Les employés de la Corporation nationale de transport (CNT) ont accepté hier l’augmentation salariale de 19 % proposée par le gouvernement, à l’issue des négociations à la Victoria House, Port-Louis. Ceux présents à l’assemblée générale dans la soirée au Tamil Hall à Vacoas ont cependant voté pour une révision des conditions de travail avant la signature d’un accord avec les autorités compétentes. Les négociations reprendront le 30 juillet.
Le « deuxième round » des négociations salariales entre les syndicats et représentants de la Corporation nationale de transport (CNT) et le ministre du Travail, Shakeel Mohamed, ont abouti à un accord sur une augmentation salariale de 19 % : 15 % la première année, 2 % la deuxième et 2 % la troisième année. L’accord rentrera en vigueur le 1er août prochain.
À l’issue de trois heures de négociations dans la salle de conférence du ministère du Travail, des Relations industrielles et de l’Emploi, au premier étage de la Victoria House, syndicats et gouvernement sont tombés d’accord sur le taux de 19 %. Les discussions ont été laborieuses, les syndicats maintenant jusqu’au bout leurs propositions pour un quantum jugé satisfaisant à leurs yeux, même si par moments on entendait des éclats de rire provenant de la salle de conférences.
« Taux insuffisant »
Rencontrant la presse à l’issue des négociations, Reeaz Chuttoo, de la Confédération des Travailleurs du Secteur Privé (CTSP), Ashok Subron, de l’UBIW, et Deepak Benydin, du National Trade Union Congress (NTUC), ont été unanimes à saluer le sens de l’unité des employés. « C’est un taux insuffisant. Li pa pou sifi pou travayer transpor pou roul zot lakwizinn. Me se enn premie pa an avan. Ce n’est que le commencement d’un combat pour la cause des travailleurs », a soutenu Ashok Subron.
Au cours de l’assemblée générale dans la soirée, la présidente du CTSP, Jane Ragoo, a abordé les grandes lignes des consultations tripartites, rappelant que le principal adversaire des syndicalistes en faveur des employés de la CNT, était le gouvernement. Reeaz Chuttoo a pour sa part salué la détermination des employés qui ont lutté pour la cause et les conditions des employés de la CNT. « Depi nou finn sorti dan negosiasion, finn ena bann traktasion pou fer nou sign lakor.
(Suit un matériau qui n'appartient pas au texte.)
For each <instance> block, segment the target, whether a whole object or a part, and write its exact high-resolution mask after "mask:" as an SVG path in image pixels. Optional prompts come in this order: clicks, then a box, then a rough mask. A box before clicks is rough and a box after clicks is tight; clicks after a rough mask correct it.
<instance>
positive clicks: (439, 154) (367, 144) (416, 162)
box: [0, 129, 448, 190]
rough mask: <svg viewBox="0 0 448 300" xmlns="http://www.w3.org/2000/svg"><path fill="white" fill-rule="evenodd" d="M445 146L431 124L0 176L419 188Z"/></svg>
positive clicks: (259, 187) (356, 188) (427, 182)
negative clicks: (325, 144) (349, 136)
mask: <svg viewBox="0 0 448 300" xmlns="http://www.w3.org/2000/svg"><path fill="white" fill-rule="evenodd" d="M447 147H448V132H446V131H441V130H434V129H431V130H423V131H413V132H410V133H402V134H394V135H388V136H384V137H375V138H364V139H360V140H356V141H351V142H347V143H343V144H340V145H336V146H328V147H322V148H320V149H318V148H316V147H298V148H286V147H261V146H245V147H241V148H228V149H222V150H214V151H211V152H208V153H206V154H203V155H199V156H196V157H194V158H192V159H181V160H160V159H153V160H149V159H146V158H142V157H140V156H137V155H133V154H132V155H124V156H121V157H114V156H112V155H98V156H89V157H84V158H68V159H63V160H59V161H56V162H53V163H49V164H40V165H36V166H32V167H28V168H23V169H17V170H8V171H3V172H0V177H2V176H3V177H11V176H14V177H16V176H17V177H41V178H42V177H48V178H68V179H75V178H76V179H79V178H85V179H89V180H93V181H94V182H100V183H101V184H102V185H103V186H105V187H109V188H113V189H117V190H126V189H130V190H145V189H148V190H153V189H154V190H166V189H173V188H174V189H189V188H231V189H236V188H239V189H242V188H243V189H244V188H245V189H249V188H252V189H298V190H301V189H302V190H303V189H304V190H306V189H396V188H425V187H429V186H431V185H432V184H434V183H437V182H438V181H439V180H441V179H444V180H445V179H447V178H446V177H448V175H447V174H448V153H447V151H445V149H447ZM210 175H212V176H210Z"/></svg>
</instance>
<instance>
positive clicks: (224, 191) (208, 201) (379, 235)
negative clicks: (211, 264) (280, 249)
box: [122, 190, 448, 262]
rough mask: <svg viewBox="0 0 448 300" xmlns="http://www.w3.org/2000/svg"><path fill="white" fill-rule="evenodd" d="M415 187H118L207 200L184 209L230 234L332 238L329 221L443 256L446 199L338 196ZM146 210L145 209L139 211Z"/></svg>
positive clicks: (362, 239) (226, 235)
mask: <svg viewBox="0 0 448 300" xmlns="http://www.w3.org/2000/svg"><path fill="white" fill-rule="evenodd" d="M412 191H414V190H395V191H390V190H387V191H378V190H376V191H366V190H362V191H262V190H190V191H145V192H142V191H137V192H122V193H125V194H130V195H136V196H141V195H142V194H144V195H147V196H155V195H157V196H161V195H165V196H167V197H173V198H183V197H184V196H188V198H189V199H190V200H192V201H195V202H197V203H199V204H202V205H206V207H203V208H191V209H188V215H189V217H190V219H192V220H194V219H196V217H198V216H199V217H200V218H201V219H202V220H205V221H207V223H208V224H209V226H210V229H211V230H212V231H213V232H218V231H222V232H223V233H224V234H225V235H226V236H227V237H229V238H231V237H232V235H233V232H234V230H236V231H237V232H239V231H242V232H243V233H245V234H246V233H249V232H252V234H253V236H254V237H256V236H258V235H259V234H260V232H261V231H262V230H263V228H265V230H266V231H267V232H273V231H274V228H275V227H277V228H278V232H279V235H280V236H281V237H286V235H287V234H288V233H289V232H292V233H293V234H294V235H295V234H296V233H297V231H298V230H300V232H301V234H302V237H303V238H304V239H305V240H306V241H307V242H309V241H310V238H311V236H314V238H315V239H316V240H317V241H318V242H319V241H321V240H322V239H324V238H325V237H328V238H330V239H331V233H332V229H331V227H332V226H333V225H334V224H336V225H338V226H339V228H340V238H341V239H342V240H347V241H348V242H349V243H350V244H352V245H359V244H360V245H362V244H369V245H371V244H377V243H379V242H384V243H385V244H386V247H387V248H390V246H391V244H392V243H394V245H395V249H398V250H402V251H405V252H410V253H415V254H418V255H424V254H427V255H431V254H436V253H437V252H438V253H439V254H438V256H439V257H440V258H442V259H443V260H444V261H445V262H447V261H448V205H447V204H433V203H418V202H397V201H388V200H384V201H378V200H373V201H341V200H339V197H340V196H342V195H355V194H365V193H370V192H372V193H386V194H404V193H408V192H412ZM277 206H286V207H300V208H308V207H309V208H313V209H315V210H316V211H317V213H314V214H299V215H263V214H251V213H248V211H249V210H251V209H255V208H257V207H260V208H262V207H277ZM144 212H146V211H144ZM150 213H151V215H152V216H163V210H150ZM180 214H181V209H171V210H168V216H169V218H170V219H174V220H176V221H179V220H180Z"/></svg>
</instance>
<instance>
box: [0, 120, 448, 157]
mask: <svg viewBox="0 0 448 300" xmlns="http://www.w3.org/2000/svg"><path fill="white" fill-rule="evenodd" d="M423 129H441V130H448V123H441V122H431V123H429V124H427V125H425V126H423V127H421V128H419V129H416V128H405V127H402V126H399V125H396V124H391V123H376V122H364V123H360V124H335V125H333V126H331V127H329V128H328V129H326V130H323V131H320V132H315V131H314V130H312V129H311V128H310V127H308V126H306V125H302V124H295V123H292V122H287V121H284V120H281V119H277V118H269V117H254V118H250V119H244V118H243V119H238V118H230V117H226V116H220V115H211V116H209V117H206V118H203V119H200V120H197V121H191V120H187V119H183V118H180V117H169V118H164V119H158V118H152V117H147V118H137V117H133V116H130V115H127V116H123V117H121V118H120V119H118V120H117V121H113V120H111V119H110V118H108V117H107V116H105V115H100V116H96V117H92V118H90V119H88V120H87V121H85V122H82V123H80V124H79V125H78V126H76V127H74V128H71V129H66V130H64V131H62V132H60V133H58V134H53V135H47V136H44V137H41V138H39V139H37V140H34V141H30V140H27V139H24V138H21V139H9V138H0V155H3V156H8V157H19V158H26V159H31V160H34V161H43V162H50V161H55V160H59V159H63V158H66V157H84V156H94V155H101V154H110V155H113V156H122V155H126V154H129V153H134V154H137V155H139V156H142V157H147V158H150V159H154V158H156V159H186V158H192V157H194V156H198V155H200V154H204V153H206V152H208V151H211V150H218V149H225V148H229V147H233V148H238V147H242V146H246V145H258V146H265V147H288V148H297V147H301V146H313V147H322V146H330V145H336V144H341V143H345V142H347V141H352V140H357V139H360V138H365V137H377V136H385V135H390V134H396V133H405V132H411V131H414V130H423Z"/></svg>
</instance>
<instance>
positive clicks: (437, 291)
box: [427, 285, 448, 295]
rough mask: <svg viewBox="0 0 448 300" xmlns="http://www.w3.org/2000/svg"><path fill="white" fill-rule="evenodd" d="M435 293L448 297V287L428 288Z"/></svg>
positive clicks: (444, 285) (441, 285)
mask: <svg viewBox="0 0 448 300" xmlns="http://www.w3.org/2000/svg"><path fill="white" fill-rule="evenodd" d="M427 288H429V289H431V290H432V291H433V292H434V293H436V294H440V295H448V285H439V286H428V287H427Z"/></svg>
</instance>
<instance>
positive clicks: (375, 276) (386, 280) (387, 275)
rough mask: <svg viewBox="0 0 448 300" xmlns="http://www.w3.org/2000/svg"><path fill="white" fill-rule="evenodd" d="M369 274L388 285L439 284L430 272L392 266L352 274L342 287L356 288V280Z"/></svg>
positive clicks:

Li or de kestion ki nou sign lakor tan ki pa ankor get kondision travay. Nou bizin disosie NRB de lakor kolektif », a-t-il lancé. Ashok Subron a, lui, soutenu que la signature d’un accord « lor ninport ki issue priverait les travailleurs de leur droit légal de grève en cas d’autres revendications ». « Nous ne pouvons signer d’accord sur une mesure alors qu’une trentaine d’autres attendent d’être négociées », a-t-il déclaré.
Reeaz Chuttoo a aussi rappelé à l’assemblée des travailleurs que l’augmentation proposée n’est pas un « cadeau » du gouvernement « me zot du, seki zot napa finn gagne pandan plizier lane ». Et d’expliquer : « 15 % ki zot finn gagne-la, li reprezant erozion salarial ki zot finn soufer ki etabli a 10 à 12 %. »
Ashok Subron concède quant à lui que c’est la grève du 26 juin qui a donné lieu au résultat obtenu hier après-midi. « Se lagrev, arm prinsipal bann travayer », a-t-il lancé. Le succès des négociations est, selon lui, une réalité grâce à l’unité syndicale. Deepak Benydin, de la NTUC, a également salué l’unité syndicale qui s’est créée tout en mettant l’accent sur la réduction de l’écart des salaires entre le privé et le public.
L’assemblée générale a cependant débuté avec quelques incidents ; certains représentants syndicaux en sont même venus aux mains. La tension est montée lorsque certains membres du syndicat ont reproché à Kishore Bholah, Workers Director, sa présence sur l’estrade. Les deux parties ont fait une déposition au poste de police de Vacoas.